Idempotency and ordering¶

Every event-shaped payload in the contract carries a partner-generated correlation_id. UUID v4 or UUID v7 is recommended; v7 sorts by time, which makes operational triage easier.

Idempotency keys¶

Surface	Idempotency key
Realtime calls (executor → planner)	`(partner_id, correlation_id)`
Confirmation calls (executor → planner)	`(partner_id, correlation_id)`
Webhook dispatch (planner → executor)	`(planner_id, correlation_id)`
Poll-mode dispatch acks (executor → planner)	`(executor_id, cursor)`

A replay returns 200 OK with replay: true where the response schema supports it, and produces no additional state mutation: no extra movement, no extra exception, no duplicate work-status, no duplicate supervisor task, no double dispatch.

Retention¶

The receiving side must retain enough idempotency state to absorb the longest reasonable retry window. Recommended retention:

30 days for realtime and confirmation correlation_ids on the planner.
24 hours for webhook correlation_ids on the executor, matching the webhook DLQ horizon.

Trim older entries on a rolling basis. The retention is per-partner_id per-correlation_id; absolute storage cost is modest even at high throughput.

Ordering guarantees¶

Channel	Ordering
Kafka dispatch	Preserved per warehouse via partition key on `warehouse_frn`.
Webhook dispatch	Serialized per `(planner_id, warehouse_id)`. The next event is not delivered until the previous one is acknowledged or DLQ’d.
Polling dispatch	Cursor-ordered. Callers must process pages strictly in order and acknowledge only after durable processing.
Realtime	Best-effort. Movements may arrive out of wall-clock order; the planner reconciles via the confirmation path.
Confirmation	Strictly per-window. Two confirmations for the same window key are deduplicated.

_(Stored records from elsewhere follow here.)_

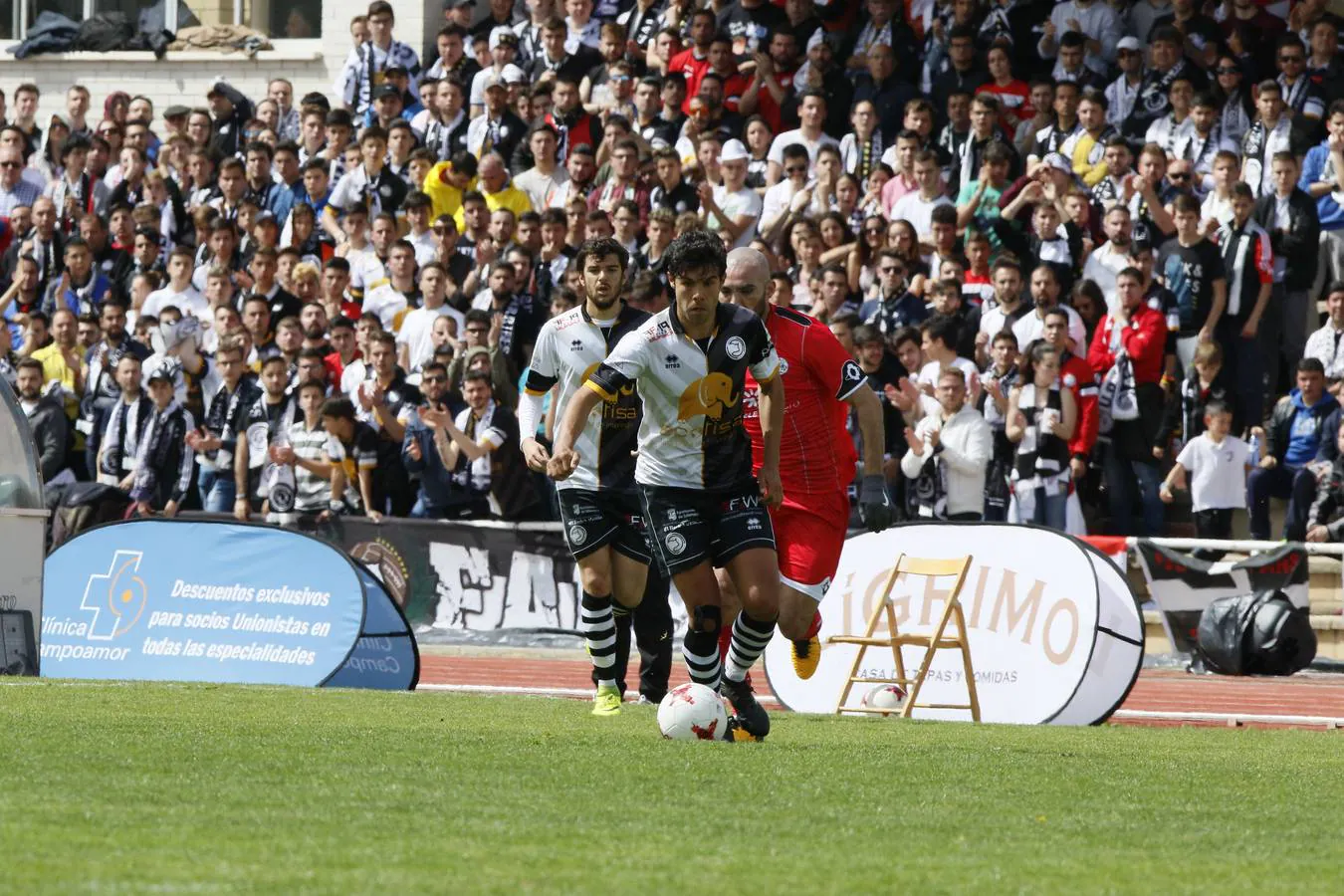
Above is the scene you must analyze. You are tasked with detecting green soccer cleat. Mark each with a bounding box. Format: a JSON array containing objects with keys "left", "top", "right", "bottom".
[{"left": 592, "top": 685, "right": 621, "bottom": 716}]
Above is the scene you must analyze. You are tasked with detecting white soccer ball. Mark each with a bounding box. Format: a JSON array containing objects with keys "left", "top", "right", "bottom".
[
  {"left": 859, "top": 685, "right": 906, "bottom": 718},
  {"left": 659, "top": 681, "right": 729, "bottom": 740}
]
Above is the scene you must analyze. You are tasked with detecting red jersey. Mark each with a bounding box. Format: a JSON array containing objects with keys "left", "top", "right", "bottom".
[
  {"left": 742, "top": 307, "right": 867, "bottom": 500},
  {"left": 668, "top": 47, "right": 715, "bottom": 115}
]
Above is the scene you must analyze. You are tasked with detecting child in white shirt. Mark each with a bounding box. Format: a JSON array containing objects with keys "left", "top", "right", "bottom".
[{"left": 1157, "top": 401, "right": 1264, "bottom": 539}]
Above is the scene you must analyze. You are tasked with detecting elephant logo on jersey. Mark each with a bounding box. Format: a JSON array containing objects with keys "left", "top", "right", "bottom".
[
  {"left": 579, "top": 361, "right": 634, "bottom": 404},
  {"left": 676, "top": 373, "right": 741, "bottom": 420}
]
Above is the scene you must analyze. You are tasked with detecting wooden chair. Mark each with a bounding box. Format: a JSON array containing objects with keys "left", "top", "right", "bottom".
[{"left": 826, "top": 554, "right": 980, "bottom": 722}]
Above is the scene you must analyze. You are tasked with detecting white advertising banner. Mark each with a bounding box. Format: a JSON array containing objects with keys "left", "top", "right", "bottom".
[{"left": 765, "top": 523, "right": 1144, "bottom": 724}]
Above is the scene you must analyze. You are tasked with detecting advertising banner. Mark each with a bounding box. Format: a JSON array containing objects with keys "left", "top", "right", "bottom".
[
  {"left": 42, "top": 520, "right": 364, "bottom": 687},
  {"left": 765, "top": 523, "right": 1143, "bottom": 724},
  {"left": 1137, "top": 542, "right": 1310, "bottom": 653},
  {"left": 327, "top": 561, "right": 419, "bottom": 691}
]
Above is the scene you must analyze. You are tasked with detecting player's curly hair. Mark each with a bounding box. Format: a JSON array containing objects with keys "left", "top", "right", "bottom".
[
  {"left": 665, "top": 230, "right": 729, "bottom": 281},
  {"left": 573, "top": 236, "right": 630, "bottom": 272}
]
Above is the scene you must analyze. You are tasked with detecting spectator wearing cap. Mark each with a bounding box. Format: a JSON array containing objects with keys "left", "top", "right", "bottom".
[
  {"left": 15, "top": 357, "right": 70, "bottom": 484},
  {"left": 206, "top": 81, "right": 256, "bottom": 156},
  {"left": 514, "top": 122, "right": 569, "bottom": 209},
  {"left": 1297, "top": 100, "right": 1344, "bottom": 295},
  {"left": 364, "top": 82, "right": 404, "bottom": 130},
  {"left": 112, "top": 227, "right": 165, "bottom": 305},
  {"left": 130, "top": 357, "right": 197, "bottom": 517},
  {"left": 164, "top": 104, "right": 191, "bottom": 139},
  {"left": 1036, "top": 0, "right": 1125, "bottom": 76},
  {"left": 335, "top": 0, "right": 421, "bottom": 115},
  {"left": 699, "top": 139, "right": 762, "bottom": 249},
  {"left": 1087, "top": 268, "right": 1167, "bottom": 536},
  {"left": 466, "top": 71, "right": 527, "bottom": 163},
  {"left": 1105, "top": 38, "right": 1144, "bottom": 127},
  {"left": 471, "top": 26, "right": 522, "bottom": 118}
]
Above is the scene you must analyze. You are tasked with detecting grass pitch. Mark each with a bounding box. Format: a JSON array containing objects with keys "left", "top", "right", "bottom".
[{"left": 0, "top": 682, "right": 1344, "bottom": 896}]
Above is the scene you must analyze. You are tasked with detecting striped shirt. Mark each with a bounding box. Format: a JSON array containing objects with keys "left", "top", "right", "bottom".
[
  {"left": 289, "top": 419, "right": 331, "bottom": 513},
  {"left": 1215, "top": 219, "right": 1274, "bottom": 320},
  {"left": 584, "top": 304, "right": 780, "bottom": 491},
  {"left": 0, "top": 180, "right": 42, "bottom": 218},
  {"left": 526, "top": 305, "right": 649, "bottom": 492}
]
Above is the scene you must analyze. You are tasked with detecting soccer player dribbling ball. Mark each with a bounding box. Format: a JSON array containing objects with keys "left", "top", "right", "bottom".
[
  {"left": 721, "top": 249, "right": 891, "bottom": 678},
  {"left": 519, "top": 239, "right": 652, "bottom": 716},
  {"left": 547, "top": 231, "right": 784, "bottom": 738}
]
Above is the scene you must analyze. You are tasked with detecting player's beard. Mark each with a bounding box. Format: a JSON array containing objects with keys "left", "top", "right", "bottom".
[{"left": 588, "top": 289, "right": 621, "bottom": 312}]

Cross-warehouse ordering is not guaranteed in any channel and should not be relied on.

Replay vs duplicate detection¶

A replay is intentional — the sender retried after a network failure and got the same (partner_id, correlation_id) accepted twice. The contract returns 200 OK with replay: true.

A duplicate is a sender bug — different correlation_ids for what is logically the same event. The contract has no way to detect duplicates at the protocol level; it is the sender’s responsibility to use the same correlation_id across all retries of the same logical action.

Common sender mistakes that produce duplicates:

Generating a new UUID on each retry attempt instead of reusing the original.
Restarting the dispatch publisher and re-emitting from a stale offset without remembering already-sent correlation_ids.
Splitting one logical movement into two physical retries with two different correlation_ids when a partial write succeeded.

If you see ledger drift after rollout, audit your correlation_id generation first. The contract’s idempotency surface is robust; bugs almost always originate sender-side.

Cursor advancement (poll mode)¶

Poll-mode dispatch uses a cursor instead of correlation-id idempotency:

GET  /wes/v1/dispatch/pending?since={cursor}&limit=100
POST /wes/v1/dispatch/ack    { "cursor": "<cursor>" }

The cursor opaquely encodes the planner’s internal commit position. The executor must:

GET /dispatch/pending with the last acked cursor.
Process the returned page durably (the events become facts on the executor side before the ack).
POST /dispatch/ack with the page’s next_cursor.
Repeat until next_cursor is empty or equal to the last acked cursor.

Acking before durable processing means lost events on a crash. Acking a cursor that is earlier than the last one acked is a no-op — cursors are monotone.